NDGPS Destined for the Technological Boneyard - GPS World

NDGPS Destined for the Technological Boneyard

August 26, 2015  - By
Image: GPS World

Let us not exaggerate — nor prematurely announce — the death of a subsystem. However, the demise of the U.S. Nationwide Differential GPS (NDGPS) network can be confidently foretold. Although a Federal Register notice dated Aug. 18 merely seeks public comment on plans to shut down a large portion of NDGPS, the handwriting is on the wall. Once having writ, the hand of fate moves on.

We should neither lament nor applaud. NDGPS, like many other technologies, has seen its time come and go, while competitors have arisen to perform its role and take its place. Such is evolution in the industrial world as well as in the biological kingdoms.

In 2016, three quarters of the currently operating NDGPS reference stations will be taken down and decommissioned. That’s not what the federal notice states, but that’s what it effectively says. The document’s comment period ends on Nov. 16. It is difficult to conceive of a public outcry that might reverse the intended course of the U.S. Coast Guard, Department of Transportation and Army Corps of Engineers.

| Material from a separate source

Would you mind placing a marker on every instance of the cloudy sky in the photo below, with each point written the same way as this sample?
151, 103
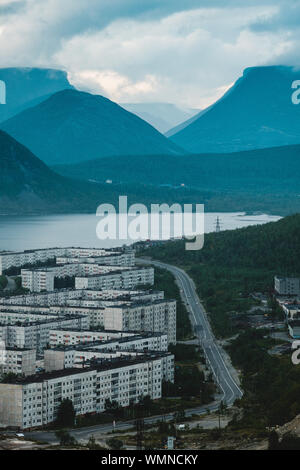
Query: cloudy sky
186, 52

The NDGPS network had its birth in the 1980s, as a tool to provide real-time positioning accuracy for harbor entrances and coastal navigation. Inland components were added over the years to improve river navigation, NDGPS use in precision agriculture began to grow, and a role in railroad positive train control (PTC) was much discussed. But all these efforts could not gather enough momentum to firmly establish the network’s viability. Meanwhile, satellite-based differential services from both commercial providers and the U.S. government’s own Wide Area Augmentation System (WAAS), and a network of continuously operating reference stations (CORS) from the National Geodetic Survey continually nibbled away at NDGPS’s potential customer base. Consequently, industry fielded a meager range of radiobeacon DGPS receivers.

The real death blow came in 2013, when the Federal Railroad Administration (FRA) eliminated an NDGPS requirement from its PTC program. The railroads, never a nimble industry nor one receiving the governmental support it enjoys in other countries, had by that time become the last hope of NDGPS. Ag users had already for the most part moved over to WAAS and commercial SBAS providers. Marine users did not by themselves form a sufficiently large constituency, and even they were not fully equipped nor wholesale adopters of the system.

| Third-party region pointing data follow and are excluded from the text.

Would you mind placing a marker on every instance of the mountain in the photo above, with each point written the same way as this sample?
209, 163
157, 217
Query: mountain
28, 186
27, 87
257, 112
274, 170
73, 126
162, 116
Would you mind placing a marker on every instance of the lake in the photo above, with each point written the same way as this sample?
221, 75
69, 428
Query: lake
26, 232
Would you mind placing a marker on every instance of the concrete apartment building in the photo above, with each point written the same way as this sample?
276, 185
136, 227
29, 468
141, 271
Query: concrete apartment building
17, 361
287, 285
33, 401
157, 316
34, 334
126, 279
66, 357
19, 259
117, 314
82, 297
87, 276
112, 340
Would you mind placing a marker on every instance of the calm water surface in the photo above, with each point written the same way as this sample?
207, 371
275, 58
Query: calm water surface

The story of Loran bears some similarities to NDGPS, but Loran now enjoys a resurgence that NDGPS will never see. It is destined for the technological graveyard. There is an ecosystem of positioning, navigation and timing (PNT) tools and applications. Operating in a free market, with some measure of governments’ interference and manipulation, it has its own patterns of natural selection. We will continue to see the rise and fall of species. NDGPS has now been branded a dinosaur. It will be interesting to see how other technologies, competing for the same finite range of resources, will interact, thrive, or decline.

About the Author: Alan Cameron

Alan Cameron is the former editor-at-large of GPS World magazine.